PST 883 - Child Welfare (3)
This course introduces the student to the fields of child welfare with an emphasis on child maltreatment. It looks at child abuse and neglect in all its forms (physical, sexual, emotional) in an ecological context (individual, familial, social, and cultural forces that interact with one another to cause abuse). Students are introduced to the historical context of child maltreatment, the current social policies that are in place that affect the protection of children, and the role of the social worker in child protection. Also covered are the procedures for child abuse investigation and reporting, interviewing the child and family, and the role of the court system. Controversial issues and opposing viewpoints are considered such as imprisonment of abusers, effectiveness of prevention programs, foster care, and proposed policy changes designed to reduce violence and harm to children.
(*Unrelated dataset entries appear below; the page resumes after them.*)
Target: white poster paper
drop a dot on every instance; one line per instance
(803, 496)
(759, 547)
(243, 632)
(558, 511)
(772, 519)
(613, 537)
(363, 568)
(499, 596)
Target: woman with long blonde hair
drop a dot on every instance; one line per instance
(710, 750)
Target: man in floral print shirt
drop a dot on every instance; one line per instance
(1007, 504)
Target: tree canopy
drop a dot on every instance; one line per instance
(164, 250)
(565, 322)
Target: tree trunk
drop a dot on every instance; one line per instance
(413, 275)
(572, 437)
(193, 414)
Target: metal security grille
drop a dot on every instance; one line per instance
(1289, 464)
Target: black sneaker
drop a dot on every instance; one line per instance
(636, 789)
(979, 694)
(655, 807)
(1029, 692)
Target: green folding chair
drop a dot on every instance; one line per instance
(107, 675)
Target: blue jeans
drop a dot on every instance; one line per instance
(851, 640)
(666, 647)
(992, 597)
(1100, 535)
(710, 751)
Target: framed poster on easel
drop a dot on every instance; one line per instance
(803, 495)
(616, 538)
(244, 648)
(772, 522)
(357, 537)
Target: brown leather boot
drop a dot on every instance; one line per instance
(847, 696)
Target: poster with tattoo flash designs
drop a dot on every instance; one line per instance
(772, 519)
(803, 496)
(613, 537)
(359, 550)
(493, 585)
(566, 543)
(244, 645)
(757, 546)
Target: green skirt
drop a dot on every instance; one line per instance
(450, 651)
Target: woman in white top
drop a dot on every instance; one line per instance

PST 884 - Play Therapy for Social Work (3)
This course is designed to give the candidate exposure to the various play therapies: play room, sand tray, art, movement, and psychodrama. Through reading, lecture, class discussion, case presentations, and role play simulations, candidates will become familiar with various techniques used with children in therapy and counseling. Candidates will discuss the applicability of these theories in working with deaf and hard of hearing children and youth as well as in working with children and youth with differing cultural and ethnic backgrounds.
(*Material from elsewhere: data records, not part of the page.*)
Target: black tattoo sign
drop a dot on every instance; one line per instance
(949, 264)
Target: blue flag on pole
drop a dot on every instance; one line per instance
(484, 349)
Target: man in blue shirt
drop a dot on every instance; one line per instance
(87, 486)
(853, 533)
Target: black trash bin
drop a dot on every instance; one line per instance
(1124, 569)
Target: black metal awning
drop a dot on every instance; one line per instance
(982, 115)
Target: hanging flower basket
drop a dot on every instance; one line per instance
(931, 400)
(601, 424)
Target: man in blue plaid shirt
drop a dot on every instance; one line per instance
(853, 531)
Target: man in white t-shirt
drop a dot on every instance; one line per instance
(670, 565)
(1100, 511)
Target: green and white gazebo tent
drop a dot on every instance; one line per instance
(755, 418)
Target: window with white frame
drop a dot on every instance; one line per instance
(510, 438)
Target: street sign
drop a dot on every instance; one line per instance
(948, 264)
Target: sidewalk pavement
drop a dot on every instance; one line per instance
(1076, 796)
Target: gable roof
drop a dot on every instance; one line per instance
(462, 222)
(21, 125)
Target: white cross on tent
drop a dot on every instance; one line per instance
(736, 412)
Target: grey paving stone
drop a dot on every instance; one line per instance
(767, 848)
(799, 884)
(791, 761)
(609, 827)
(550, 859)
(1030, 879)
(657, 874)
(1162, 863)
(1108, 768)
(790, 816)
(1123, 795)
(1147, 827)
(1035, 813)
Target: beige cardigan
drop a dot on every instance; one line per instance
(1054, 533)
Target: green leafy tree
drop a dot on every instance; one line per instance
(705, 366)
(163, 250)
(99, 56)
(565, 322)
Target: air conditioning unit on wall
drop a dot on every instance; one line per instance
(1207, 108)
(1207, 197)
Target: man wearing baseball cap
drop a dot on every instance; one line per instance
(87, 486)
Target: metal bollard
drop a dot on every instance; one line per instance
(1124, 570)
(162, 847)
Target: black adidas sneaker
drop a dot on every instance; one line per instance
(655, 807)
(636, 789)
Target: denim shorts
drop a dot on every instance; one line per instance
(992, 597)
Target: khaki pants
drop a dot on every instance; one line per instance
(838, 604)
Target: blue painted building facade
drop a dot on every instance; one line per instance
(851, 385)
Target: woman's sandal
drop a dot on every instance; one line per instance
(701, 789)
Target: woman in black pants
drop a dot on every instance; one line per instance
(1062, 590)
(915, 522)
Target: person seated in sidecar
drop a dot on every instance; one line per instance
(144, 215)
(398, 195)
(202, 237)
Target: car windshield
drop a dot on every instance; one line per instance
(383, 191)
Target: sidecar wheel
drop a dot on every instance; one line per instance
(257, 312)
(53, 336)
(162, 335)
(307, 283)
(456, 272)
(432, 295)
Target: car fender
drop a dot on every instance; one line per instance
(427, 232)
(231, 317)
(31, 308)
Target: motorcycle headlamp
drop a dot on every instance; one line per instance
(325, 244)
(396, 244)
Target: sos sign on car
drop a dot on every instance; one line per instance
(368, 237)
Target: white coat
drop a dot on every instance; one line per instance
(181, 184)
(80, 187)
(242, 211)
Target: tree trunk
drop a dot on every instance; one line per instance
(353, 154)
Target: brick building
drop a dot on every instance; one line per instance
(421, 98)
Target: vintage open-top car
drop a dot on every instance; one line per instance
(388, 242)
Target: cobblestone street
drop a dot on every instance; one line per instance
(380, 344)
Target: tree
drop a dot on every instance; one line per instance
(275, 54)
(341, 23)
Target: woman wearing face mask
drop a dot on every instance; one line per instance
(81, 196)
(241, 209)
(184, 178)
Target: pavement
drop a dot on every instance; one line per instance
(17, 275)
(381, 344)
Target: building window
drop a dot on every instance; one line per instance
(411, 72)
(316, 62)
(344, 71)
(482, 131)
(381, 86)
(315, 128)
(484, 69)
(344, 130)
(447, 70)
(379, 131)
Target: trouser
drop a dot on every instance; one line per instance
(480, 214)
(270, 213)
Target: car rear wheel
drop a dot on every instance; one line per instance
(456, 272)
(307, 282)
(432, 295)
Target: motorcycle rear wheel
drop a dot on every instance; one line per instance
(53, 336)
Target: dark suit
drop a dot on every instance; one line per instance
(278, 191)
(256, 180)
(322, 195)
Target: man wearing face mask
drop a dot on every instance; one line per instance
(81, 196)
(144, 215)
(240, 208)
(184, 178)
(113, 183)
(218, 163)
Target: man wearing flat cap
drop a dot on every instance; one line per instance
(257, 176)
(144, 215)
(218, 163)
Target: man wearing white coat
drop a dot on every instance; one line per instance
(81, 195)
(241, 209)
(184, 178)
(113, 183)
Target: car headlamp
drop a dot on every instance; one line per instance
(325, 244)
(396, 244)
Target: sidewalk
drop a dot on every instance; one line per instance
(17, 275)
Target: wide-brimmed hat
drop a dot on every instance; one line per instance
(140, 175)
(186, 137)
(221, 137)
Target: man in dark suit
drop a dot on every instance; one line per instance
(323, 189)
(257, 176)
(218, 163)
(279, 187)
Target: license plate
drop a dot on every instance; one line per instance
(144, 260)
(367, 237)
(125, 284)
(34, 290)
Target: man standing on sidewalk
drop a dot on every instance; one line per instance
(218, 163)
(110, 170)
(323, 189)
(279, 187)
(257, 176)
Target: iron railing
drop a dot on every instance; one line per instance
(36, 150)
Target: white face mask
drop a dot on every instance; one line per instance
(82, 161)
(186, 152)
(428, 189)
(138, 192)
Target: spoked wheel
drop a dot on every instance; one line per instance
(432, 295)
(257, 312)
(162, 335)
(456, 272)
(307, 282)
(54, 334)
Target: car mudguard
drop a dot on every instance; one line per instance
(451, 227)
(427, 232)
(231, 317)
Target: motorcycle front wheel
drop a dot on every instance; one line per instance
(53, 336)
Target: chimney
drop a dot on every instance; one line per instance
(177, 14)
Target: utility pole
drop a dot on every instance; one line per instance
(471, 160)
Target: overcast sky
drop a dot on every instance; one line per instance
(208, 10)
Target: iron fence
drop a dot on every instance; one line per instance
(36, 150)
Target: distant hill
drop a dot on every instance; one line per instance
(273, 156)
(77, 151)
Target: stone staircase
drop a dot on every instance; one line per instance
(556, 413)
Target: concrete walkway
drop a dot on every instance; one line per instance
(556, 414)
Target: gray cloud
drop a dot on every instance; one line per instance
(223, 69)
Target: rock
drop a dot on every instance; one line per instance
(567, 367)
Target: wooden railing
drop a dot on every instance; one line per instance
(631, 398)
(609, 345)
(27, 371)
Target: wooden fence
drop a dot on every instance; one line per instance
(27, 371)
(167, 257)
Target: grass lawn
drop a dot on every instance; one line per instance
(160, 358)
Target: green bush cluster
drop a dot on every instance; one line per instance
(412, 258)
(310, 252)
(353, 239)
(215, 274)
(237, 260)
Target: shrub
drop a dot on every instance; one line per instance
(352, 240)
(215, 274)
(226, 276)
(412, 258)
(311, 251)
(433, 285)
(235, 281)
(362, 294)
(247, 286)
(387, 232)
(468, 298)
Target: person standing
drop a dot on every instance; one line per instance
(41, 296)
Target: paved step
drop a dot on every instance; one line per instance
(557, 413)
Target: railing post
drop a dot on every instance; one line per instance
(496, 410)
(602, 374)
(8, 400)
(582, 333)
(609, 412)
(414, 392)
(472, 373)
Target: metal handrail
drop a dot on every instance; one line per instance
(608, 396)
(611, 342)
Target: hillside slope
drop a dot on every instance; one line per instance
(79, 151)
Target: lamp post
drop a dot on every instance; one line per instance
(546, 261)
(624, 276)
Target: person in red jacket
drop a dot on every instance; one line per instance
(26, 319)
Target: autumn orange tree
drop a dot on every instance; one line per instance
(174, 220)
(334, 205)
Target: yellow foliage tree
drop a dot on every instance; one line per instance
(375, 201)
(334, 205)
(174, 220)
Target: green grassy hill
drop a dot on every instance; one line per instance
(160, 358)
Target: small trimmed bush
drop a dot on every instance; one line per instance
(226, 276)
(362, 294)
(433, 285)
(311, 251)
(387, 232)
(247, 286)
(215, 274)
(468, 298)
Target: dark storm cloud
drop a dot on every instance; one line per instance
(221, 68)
PST 885 - Play Therapy in Counseling (3)
This course is designed to give the candidate exposure to the various play therapies: play room, sand tray, art, movement and psychodrama. Through reading, lecture, class discussion, case presentations, and role play simulations, candidates will become familiar with various techniques used with children in therapy and counseling. Candidates will discuss the applicability of these theories in working with deaf and hard of hearing children and youth; as well as in working with children and youth with differing cultural and ethnic backgrounds.
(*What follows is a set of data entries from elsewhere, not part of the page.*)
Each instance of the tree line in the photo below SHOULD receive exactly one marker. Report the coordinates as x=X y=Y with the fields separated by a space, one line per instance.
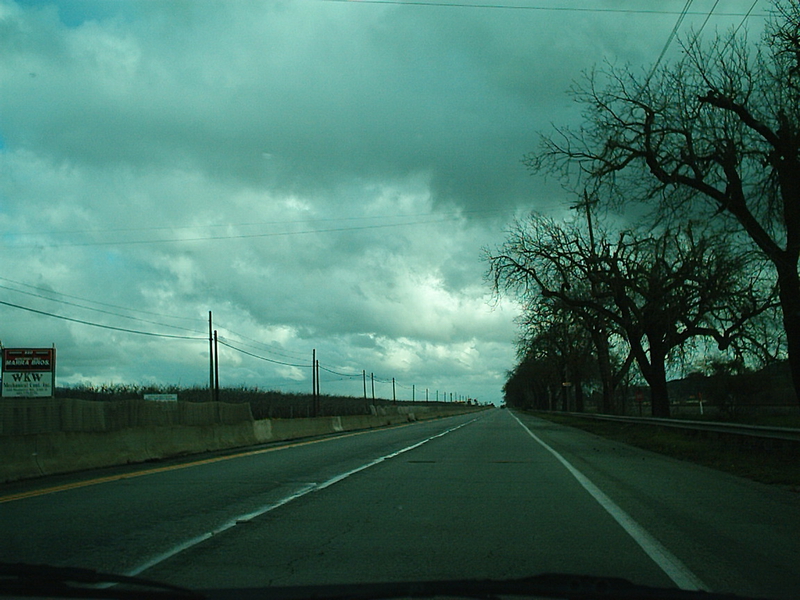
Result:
x=706 y=151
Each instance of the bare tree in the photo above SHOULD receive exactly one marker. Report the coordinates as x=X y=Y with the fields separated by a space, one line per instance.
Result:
x=716 y=135
x=659 y=291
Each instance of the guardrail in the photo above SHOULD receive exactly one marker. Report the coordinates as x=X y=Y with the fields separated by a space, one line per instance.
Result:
x=783 y=434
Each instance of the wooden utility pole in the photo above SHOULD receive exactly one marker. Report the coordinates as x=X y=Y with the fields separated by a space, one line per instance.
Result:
x=210 y=358
x=314 y=382
x=216 y=368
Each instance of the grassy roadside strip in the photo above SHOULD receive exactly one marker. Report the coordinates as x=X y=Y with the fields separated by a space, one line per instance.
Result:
x=773 y=465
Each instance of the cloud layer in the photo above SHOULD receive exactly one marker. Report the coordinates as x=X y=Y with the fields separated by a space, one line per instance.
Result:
x=318 y=174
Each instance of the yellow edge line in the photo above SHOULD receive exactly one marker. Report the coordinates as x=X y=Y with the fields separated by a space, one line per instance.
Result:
x=206 y=461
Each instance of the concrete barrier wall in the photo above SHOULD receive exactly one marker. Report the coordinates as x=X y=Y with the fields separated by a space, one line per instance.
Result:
x=25 y=456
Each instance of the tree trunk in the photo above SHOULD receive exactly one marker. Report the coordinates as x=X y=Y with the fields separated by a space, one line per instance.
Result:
x=789 y=293
x=606 y=376
x=578 y=396
x=657 y=378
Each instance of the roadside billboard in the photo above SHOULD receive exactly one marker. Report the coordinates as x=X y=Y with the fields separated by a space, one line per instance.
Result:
x=29 y=372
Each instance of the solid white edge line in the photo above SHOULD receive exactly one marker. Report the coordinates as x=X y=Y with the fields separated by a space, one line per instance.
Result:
x=668 y=562
x=312 y=487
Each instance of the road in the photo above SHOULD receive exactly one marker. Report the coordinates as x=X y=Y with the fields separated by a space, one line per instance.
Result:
x=494 y=494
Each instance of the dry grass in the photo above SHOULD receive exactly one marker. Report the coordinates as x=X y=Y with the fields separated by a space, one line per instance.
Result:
x=771 y=463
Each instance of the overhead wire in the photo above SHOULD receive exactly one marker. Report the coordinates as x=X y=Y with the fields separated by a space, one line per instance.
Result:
x=523 y=7
x=134 y=310
x=99 y=325
x=671 y=37
x=99 y=310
PST 895 - Social Work Licensure Preparation (1)
This course has been designed for social work students, graduates and professionals who want to prepare to take the social work licensing exam. The course is totally accessible to deaf and hard of hearing participants and will focus on some testing issues that impact this population. You will learn about the requirements for taking the exam, how to apply, what study materials are helpful, how to benefit from licensing practice materials, the content areas of the exam, important social work vocabulary, test taking strategies, special accommodation issues and more.
Prerequisites: It is assumed that interested students are eligible to take either the Masters, Advanced Generalist or Clinical level of the Social Work Licensing Exam.
PST 896 - Moral Philosophy (3)
The introductory study of the principles and methods of moral reasoning, with application to selected moral problems, this course focuses on breadth, not depth. The course is divided into 3 parts: the story as a tool of ethics, ethics of conflict, and virtue ethics. Students will apply what is learned about ethical theories to a variety of media, including narratives, case studies, movies, and popular culture.